OPÉRATEURS DE TÉLÉPHONIE MOBILE
Inclusion numérique et zones blanches
La connectivité ne doit plus être le privilège des grands centres urbains comme Libreville ou Port-Gentil. La concurrence pousse les opérateurs, sous l'impulsion de l'ARCEP, à étendre leur couverture réseau dans l'hinterland pour connecter les "zones blanches". Cette dynamique permet d'envisager une couverture de centaines de villages isolés, garantissant l'égalité d'accès aux services. L'accès au réseau devient ainsi un puissant levier de désenclavement et d'équité territoriale.
Guerre des prix et des forfaits
Pour capter et retenir les abonnés, la bataille se joue de manière frontale sur le terrain du pouvoir d'achat. La pression concurrentielle a entraîné une baisse historique du coût de l'accès à internet (divisé par dix en une dizaine d'années). Les opérateurs rivalisent en proposant des forfaits data plus attractifs (comme les Pass Waz) et des promotions pour fidéliser les abonnés. Cette guerre des tarifs démocratise l'accès à l'information et aux outils numériques pour toutes les bourses.
Innovation et inclusion financière (Mobile Money)
Le téléphone portable est devenu le premier outil bancaire du pays, transformant en profondeur l'économie informelle et le quotidien des ménages. La rivalité entre les opérateurs stimule l'essor des services financiers numériques. Le secteur s'est adapté pour offrir des solutions de paiement mobile interopérables, facilitant ainsi l'accès aux services bancaires pour les populations non scolarisées ou non bancarisées. Payer ses factures ou transférer des fonds n'a jamais été aussi simple.
Amélioration de la qualité du réseau (4G/5G)
L'expérience client est devenue le nerf de la guerre, obligeant les entreprises à moderniser constamment leurs équipements techniques.
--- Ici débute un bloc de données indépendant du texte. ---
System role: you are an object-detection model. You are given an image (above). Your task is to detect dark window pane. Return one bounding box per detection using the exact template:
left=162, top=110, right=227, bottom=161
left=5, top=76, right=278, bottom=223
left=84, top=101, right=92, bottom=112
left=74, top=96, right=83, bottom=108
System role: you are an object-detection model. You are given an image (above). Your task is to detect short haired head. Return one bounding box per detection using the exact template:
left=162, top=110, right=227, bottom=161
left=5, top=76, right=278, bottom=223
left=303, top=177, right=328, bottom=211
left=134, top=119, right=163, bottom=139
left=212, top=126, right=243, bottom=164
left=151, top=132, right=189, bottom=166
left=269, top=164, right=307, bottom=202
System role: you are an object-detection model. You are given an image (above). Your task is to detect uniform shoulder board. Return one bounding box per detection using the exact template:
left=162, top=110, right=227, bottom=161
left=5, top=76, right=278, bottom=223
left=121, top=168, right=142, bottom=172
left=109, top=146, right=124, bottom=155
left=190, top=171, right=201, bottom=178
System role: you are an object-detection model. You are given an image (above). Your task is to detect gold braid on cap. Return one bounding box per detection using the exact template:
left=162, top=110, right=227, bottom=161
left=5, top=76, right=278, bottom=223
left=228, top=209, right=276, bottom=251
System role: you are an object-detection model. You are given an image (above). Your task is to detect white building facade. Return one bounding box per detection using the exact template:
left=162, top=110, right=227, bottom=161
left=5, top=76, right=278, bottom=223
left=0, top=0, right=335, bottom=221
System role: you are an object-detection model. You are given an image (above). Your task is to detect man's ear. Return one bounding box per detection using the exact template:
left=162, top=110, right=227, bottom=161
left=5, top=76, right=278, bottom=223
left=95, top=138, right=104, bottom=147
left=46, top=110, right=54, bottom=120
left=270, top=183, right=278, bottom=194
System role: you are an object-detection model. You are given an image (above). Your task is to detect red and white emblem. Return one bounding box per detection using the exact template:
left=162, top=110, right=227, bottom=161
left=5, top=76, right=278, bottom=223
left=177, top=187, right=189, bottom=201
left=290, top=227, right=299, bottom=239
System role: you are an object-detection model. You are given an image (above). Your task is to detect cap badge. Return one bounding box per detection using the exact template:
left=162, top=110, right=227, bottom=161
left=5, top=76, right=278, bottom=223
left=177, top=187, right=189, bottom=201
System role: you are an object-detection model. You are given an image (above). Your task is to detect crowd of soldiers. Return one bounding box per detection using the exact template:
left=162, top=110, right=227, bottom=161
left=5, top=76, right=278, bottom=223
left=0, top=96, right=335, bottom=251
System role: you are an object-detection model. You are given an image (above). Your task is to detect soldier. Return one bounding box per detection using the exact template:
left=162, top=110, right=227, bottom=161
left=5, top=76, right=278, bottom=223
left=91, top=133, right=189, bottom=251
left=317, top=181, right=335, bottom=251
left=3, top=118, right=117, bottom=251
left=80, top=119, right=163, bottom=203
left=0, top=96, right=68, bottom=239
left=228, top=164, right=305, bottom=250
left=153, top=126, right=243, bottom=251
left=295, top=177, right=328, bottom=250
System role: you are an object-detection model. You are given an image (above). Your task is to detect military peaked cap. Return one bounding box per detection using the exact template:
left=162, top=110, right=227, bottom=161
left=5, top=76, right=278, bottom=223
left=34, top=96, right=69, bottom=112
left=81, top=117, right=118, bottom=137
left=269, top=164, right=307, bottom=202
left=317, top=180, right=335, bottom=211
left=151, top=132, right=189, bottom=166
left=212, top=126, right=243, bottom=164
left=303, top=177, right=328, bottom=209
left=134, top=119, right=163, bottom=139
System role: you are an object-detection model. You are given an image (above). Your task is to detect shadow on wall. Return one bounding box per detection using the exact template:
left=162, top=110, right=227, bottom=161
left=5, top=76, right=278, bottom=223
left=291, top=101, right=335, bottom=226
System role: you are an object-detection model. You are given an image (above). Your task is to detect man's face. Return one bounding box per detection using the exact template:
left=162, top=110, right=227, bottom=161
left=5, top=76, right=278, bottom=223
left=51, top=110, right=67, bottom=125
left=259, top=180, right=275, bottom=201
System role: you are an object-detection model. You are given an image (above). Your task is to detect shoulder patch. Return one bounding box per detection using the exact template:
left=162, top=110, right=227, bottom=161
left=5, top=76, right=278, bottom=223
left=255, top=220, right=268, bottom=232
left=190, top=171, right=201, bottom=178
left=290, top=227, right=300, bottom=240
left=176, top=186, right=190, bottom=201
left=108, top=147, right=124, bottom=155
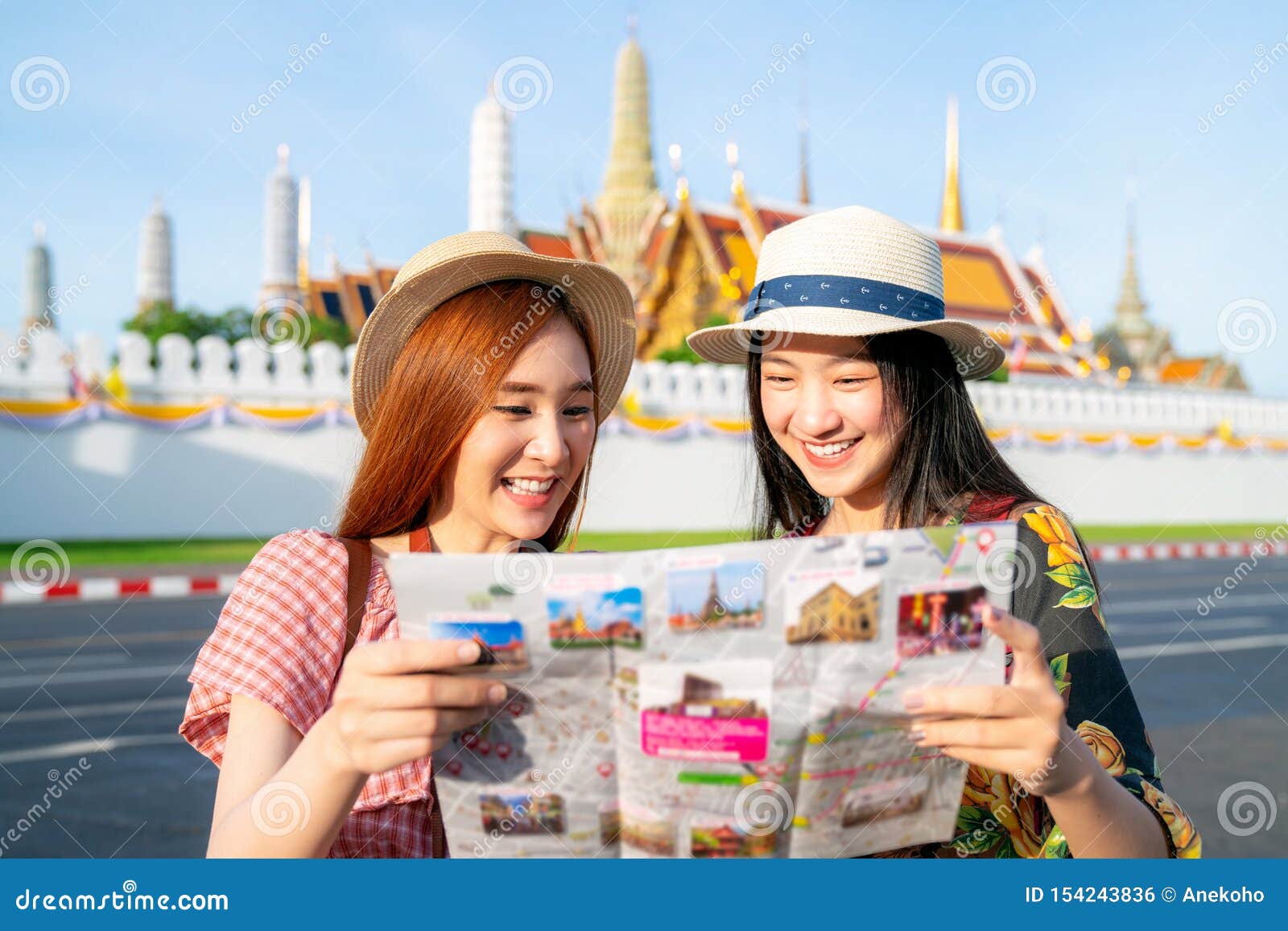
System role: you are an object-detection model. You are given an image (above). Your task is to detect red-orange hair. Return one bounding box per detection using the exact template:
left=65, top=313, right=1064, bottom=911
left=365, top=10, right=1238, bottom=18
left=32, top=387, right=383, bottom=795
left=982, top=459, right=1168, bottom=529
left=337, top=281, right=595, bottom=551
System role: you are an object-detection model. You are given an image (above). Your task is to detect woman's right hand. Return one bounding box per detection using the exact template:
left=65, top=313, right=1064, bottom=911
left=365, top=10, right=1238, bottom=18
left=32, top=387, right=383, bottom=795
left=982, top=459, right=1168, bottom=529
left=324, top=640, right=506, bottom=775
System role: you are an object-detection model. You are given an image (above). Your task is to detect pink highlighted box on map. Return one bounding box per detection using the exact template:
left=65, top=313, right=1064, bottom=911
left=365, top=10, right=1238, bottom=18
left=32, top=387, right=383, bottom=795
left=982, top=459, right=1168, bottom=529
left=640, top=711, right=769, bottom=762
left=639, top=659, right=773, bottom=762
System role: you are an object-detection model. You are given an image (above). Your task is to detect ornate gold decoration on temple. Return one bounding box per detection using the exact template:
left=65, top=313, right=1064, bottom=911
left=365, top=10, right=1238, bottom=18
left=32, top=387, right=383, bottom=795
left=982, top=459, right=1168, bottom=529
left=300, top=28, right=1245, bottom=390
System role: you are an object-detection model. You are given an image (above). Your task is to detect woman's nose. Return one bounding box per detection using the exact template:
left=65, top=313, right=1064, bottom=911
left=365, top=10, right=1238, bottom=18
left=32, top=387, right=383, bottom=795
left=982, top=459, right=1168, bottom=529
left=794, top=390, right=842, bottom=436
left=526, top=417, right=568, bottom=469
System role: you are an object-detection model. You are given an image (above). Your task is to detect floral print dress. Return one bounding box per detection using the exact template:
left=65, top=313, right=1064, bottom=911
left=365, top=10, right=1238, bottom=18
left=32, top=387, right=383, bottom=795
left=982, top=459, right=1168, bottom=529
left=877, top=500, right=1202, bottom=858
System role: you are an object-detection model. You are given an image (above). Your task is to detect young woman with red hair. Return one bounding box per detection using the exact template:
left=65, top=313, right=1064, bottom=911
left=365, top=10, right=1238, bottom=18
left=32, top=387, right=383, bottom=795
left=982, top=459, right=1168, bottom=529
left=179, top=233, right=635, bottom=856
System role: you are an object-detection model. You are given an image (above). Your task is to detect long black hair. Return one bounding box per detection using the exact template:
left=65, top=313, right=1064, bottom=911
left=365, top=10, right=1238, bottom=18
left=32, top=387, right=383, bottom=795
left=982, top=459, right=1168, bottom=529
left=747, top=330, right=1042, bottom=537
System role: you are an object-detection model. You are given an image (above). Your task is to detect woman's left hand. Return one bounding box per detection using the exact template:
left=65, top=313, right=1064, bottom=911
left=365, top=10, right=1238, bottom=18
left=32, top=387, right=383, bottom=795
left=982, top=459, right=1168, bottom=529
left=904, top=607, right=1099, bottom=796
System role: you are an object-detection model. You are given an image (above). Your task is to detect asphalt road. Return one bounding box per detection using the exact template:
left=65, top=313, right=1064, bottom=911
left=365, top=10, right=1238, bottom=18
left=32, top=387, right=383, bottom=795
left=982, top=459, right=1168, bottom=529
left=0, top=559, right=1288, bottom=858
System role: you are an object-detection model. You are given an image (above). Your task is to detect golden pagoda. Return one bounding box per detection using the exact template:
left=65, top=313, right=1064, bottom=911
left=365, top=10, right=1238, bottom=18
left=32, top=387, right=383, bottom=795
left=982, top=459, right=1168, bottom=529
left=301, top=24, right=1245, bottom=389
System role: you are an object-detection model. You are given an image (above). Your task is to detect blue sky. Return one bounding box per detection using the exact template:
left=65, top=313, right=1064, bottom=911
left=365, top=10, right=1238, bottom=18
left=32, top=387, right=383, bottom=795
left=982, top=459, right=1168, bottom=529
left=0, top=0, right=1288, bottom=395
left=666, top=562, right=765, bottom=614
left=546, top=588, right=644, bottom=631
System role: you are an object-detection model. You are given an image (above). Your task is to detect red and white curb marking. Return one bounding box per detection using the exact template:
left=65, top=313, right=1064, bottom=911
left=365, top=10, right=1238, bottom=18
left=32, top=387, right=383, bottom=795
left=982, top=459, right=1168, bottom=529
left=1091, top=540, right=1288, bottom=562
left=0, top=541, right=1288, bottom=604
left=0, top=573, right=237, bottom=604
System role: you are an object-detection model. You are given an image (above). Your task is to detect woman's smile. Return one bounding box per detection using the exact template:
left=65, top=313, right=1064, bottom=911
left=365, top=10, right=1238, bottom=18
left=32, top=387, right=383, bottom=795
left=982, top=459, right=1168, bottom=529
left=501, top=476, right=555, bottom=510
left=797, top=436, right=863, bottom=469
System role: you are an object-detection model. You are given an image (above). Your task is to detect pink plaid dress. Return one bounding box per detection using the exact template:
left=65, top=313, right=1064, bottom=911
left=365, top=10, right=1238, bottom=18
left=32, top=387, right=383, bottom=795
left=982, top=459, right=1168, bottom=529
left=179, top=530, right=445, bottom=858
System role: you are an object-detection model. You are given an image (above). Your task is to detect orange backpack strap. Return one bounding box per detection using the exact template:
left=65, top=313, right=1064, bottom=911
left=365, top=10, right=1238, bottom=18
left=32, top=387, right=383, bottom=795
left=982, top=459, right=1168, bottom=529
left=337, top=537, right=371, bottom=661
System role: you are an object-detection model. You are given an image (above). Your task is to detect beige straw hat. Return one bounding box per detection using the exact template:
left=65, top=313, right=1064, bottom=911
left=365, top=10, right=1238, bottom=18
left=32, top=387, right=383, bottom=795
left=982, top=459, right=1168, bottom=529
left=687, top=208, right=1006, bottom=378
left=350, top=230, right=635, bottom=434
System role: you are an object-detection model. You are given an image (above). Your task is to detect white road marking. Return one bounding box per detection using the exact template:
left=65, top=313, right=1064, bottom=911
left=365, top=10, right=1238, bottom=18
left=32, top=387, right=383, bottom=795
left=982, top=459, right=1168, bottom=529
left=0, top=695, right=188, bottom=723
left=1109, top=614, right=1275, bottom=640
left=0, top=731, right=187, bottom=766
left=1118, top=633, right=1288, bottom=659
left=0, top=663, right=191, bottom=690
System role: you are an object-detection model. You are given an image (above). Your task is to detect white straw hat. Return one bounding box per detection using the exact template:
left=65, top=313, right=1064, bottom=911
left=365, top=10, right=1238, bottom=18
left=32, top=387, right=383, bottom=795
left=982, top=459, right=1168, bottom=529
left=350, top=230, right=635, bottom=434
left=687, top=208, right=1006, bottom=378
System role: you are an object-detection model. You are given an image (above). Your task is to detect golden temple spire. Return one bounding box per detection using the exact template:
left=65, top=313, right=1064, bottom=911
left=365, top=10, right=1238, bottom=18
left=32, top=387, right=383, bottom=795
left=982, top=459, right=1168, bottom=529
left=595, top=17, right=658, bottom=281
left=1114, top=178, right=1148, bottom=332
left=939, top=97, right=966, bottom=233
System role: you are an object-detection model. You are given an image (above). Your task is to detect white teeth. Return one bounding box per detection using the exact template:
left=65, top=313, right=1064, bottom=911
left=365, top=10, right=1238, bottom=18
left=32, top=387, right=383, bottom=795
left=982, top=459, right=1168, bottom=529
left=803, top=439, right=857, bottom=459
left=501, top=479, right=555, bottom=495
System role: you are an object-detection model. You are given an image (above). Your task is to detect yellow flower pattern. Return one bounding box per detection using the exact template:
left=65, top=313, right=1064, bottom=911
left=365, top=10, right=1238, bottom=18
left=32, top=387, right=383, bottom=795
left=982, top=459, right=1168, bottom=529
left=880, top=505, right=1203, bottom=858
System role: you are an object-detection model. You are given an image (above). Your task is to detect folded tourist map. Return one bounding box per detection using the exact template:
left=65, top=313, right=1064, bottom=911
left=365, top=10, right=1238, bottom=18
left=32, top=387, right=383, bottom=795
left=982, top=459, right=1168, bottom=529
left=384, top=523, right=1016, bottom=858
Pour séduire les utilisateurs, les opérateurs déploient des investissements technologiques massifs. La montée en puissance du très haut débit (4G et tests de la 5G) garantit une meilleure qualité de connexion pour le quotidien numérique des Gabonais. Cette course à la performance offre le confort nécessaire aux nouveaux usages comme le streaming ou le télétravail.
Mutualisation et optimisation des infrastructures
Une concurrence saine repose également sur une gestion intelligente et durable des ressources disponibles sur le territoire. L'État et le régulateur encouragent le partage des infrastructures existantes (tours et pylônes) entre les opérateurs. Cette saine régulation permet de réduire les coûts opérationnels et de limiter la prolifération des pylônes, tout en améliorant la robustesse des réseaux. En bout de chaîne, ces économies d'échelle se répercutent positivement sur le service final rendu à l'usager.